Comms Declare
- Formation: Australia, 2020
- Type: Nonprofit organization
- Purpose: Climate Emergency advocacy group by professionals in advertising, marketing, public relations and media in Australia
- Region served: Australia
- Key people: Belinda Noble, Cally Jackson
- Website: Official website

= Comms Declare =

Climate advocacy group

Comms Declare is a climate advocacy group working in advertising, marketing, public relations, and media in Australia. It highlights actions needed to address the climate crisis.

The organisation was co-founded by former news journalist Belinda Noble and communications professional Cally Jackson in early 2020. Noble described fossil fuels as "the new tobacco" and claimed that agencies aligning with companies that profit from climate change will "lose their best staff as well as clients that want a climate-friendly supply chain". Comms Declare therefore advocates for the creative industries to move away from such companies.

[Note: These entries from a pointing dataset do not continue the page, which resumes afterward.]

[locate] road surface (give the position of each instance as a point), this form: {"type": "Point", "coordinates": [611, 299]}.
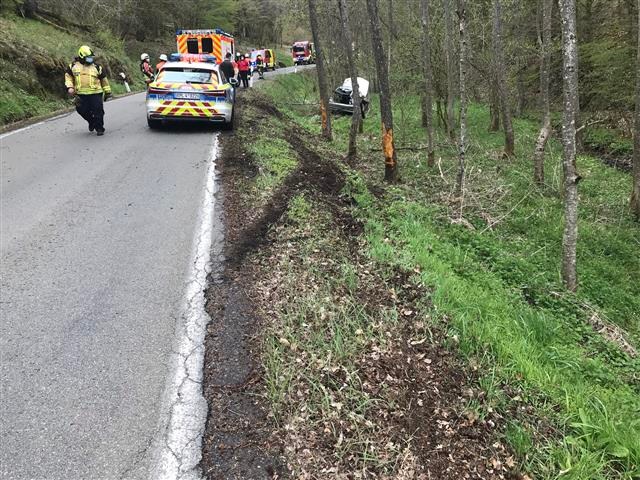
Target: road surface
{"type": "Point", "coordinates": [96, 237]}
{"type": "Point", "coordinates": [97, 240]}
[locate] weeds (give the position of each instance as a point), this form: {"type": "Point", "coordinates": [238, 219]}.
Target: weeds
{"type": "Point", "coordinates": [496, 285]}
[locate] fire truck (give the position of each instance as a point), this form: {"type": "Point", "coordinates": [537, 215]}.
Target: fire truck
{"type": "Point", "coordinates": [210, 42]}
{"type": "Point", "coordinates": [303, 53]}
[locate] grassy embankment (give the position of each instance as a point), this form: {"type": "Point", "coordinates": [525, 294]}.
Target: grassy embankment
{"type": "Point", "coordinates": [494, 289]}
{"type": "Point", "coordinates": [33, 56]}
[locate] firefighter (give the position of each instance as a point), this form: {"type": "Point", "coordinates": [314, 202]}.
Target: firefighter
{"type": "Point", "coordinates": [163, 59]}
{"type": "Point", "coordinates": [146, 69]}
{"type": "Point", "coordinates": [227, 67]}
{"type": "Point", "coordinates": [260, 67]}
{"type": "Point", "coordinates": [86, 81]}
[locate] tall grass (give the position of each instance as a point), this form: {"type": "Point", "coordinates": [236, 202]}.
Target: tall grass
{"type": "Point", "coordinates": [497, 283]}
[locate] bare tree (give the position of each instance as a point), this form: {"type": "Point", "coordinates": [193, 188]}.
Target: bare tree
{"type": "Point", "coordinates": [635, 194]}
{"type": "Point", "coordinates": [386, 114]}
{"type": "Point", "coordinates": [545, 61]}
{"type": "Point", "coordinates": [571, 177]}
{"type": "Point", "coordinates": [320, 67]}
{"type": "Point", "coordinates": [451, 69]}
{"type": "Point", "coordinates": [501, 78]}
{"type": "Point", "coordinates": [353, 72]}
{"type": "Point", "coordinates": [462, 143]}
{"type": "Point", "coordinates": [428, 80]}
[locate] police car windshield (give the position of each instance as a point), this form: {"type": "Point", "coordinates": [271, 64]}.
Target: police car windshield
{"type": "Point", "coordinates": [187, 75]}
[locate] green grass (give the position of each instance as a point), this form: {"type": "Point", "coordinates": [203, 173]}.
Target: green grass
{"type": "Point", "coordinates": [33, 56]}
{"type": "Point", "coordinates": [498, 282]}
{"type": "Point", "coordinates": [274, 159]}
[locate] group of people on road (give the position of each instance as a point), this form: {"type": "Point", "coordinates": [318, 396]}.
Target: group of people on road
{"type": "Point", "coordinates": [241, 68]}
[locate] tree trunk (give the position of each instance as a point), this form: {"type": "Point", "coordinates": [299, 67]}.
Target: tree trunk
{"type": "Point", "coordinates": [356, 119]}
{"type": "Point", "coordinates": [545, 61]}
{"type": "Point", "coordinates": [494, 110]}
{"type": "Point", "coordinates": [462, 144]}
{"type": "Point", "coordinates": [322, 74]}
{"type": "Point", "coordinates": [428, 80]}
{"type": "Point", "coordinates": [635, 194]}
{"type": "Point", "coordinates": [571, 177]}
{"type": "Point", "coordinates": [386, 114]}
{"type": "Point", "coordinates": [501, 77]}
{"type": "Point", "coordinates": [451, 70]}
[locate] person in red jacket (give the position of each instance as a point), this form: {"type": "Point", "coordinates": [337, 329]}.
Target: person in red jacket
{"type": "Point", "coordinates": [244, 67]}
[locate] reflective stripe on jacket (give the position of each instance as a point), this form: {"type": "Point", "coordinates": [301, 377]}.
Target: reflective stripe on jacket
{"type": "Point", "coordinates": [86, 79]}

As at late 2021 Comms Declare is made up of 300 marketing, PR, advertising and media professionals, as well as 80 organisations that have committed not to support companies contributing to the growth of fossil fuel emissions in Australia.

== Publications ==

- September 2021: The F-List 2021: 90 Ad and PR Companies Working for the Fossil Fuel Industry. Joint report with Clean Creatives, highlighting 90 advertising, marketing and PR firms that have influenced policy decisions that would have cut greenhouse gas emissions.
- November 2021: Fuelling Fantasies: How the ad world is hindering climate action and protecting our biggest polluters. Report based on a survey of 200 of Australia’s top agencies in 2020 and 2021.